So after your 27th or so beer, you gave me songs you want to have used if you're ever on intervention.
wait a second... your telling me you want me to take you to the bank at 10 on a tuesday so you can buy a blow up pool and fill it with beer?
yes... and buy you lunch
she wants me to meet her parents and she hasn't even met my penis yet.
but he used his one phone call to call mom and wish her happy mothers day, that's gotta count for somethin
Sorry I fell asleep again. I'm in the shower now. Door is unlocked. Condoms are in my desk. I want your game face on for when I get out.

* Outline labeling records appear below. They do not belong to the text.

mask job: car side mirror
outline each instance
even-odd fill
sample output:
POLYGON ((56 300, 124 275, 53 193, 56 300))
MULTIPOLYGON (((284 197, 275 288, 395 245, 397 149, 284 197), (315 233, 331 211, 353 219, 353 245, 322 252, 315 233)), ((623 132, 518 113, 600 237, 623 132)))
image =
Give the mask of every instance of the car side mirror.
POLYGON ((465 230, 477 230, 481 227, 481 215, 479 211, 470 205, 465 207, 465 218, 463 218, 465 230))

Guys, right now i need a picture of a squirrel, preferably with one of you guys but not necessary.
Woke up in an unfamiliar pair of underwear, running shoes but no socks, and a cowboy hat. Thank you crown royal
wine lets you be on time to class apparently
This is a dangerous realization
Call me old fashioned but i like to drunk dial a girl 2 or 3 times before sending a dick pic
I woke up at 4 am. Literally pissed. No idea what happened. I could have fucked a cow.
Hey super random I have you in my phone as "downtown likes to go fishing girl" haha does that sound like you
Just got home. Taking a quick shower. I smell like sex and chorizo. Dont ask.
Either of you know why the shower was on and the bathroom door wide open with no one in there at 6 in the morning?
According to my bank account I spent a penny some where
I’m going down on him like an Oompah Loompah on roller skates.